S’il est facile de se moquer des tendances déco de lointains sous-sols de banlieue ou des conseils de psychopop, il est tout aussi aisé de reprendre à son compte, sans trop le remarquer, l’idée qui se trouve derrière la popularité du phénomène de la man cave : celle que les femmes ont « naturellement » moins besoin d’une chambre à soi que les hommes. Les espaces que l’on se creuse pour y réfugier notre intimité ne sont pas banals. Ils sont le reflet d’un phénomène de société plus vaste touchant l’idée que l’on se fait collectivement du for privé. Aujourd’hui, alors qu’on parle de charge mentale, il me semble essentiel de se pencher sur ces lieux d’un point de vue culturel pour déconstruire les préjugés essentialistes qui sous-tendent leur succès fulgurant. Pour reprendre une allégorie beaucoup plus ancienne de la caverne, ne prenons pas les jeux d’ombres pour des réalités.
[1] https://www.boston.com/yourlife/home/articles/2005/02/03/man_land/
[2] https://www.canalvie.com/couple/amour-et-relations/articles-amour-et-relations/pourquoi-le-man-cave-est-il-si-important-1.1410646
[3] Yvon Dallaire, Cartographie d’une dispute de couple. Le secret des couples heureux, France et Suisse, Jouvence, 2007, p. 60, cité dans Francis Dupuis-Déri, La crise de la masculinité. Autopsie d’un mythe tenace, Montréal, Éditions du remue-ménage, 2018, p. 166. Voir les pages 163 à 170 de l’ouvrage de Dupuis-Déri pour une déconstruction du mythe de l’âge des cavernes dans le discours masculiniste.
[4] Annik Pardailhé-Galabrun, La naissance de l’intime. 3000 foyers parisiens. XVIIe-XVIIIe siècles, Paris, PUF, 1988.
[5] Michel Delon, L’invention du boudoir, Zulma, 1999, p. 22.

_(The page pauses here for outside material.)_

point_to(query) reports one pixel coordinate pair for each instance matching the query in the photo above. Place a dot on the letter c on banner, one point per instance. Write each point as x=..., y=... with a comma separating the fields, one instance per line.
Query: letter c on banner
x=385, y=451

[6] Dictionnaire de Furetière.
[7] https://www.brown.edu/Research/Equinoxes/journal/Issue%2011/Eqx11_Higelin-Fuste.html
[8] Le terme ne désigne encore sous l’Ancien Régime que la relation de proximité entre deux personnes, car ces catégories sont en pleine mutation.
[9] https://melmagazine.com/this-guy-studies-man-caves-for-a-living-heres-what-he-s-learned-3a6b6e652dcc
[10] Mikhaïl Bakhtine, François Rabelais et la culture populaire au Moyen Âge et sous la Renaissance, Paris, Gallimard, 1982.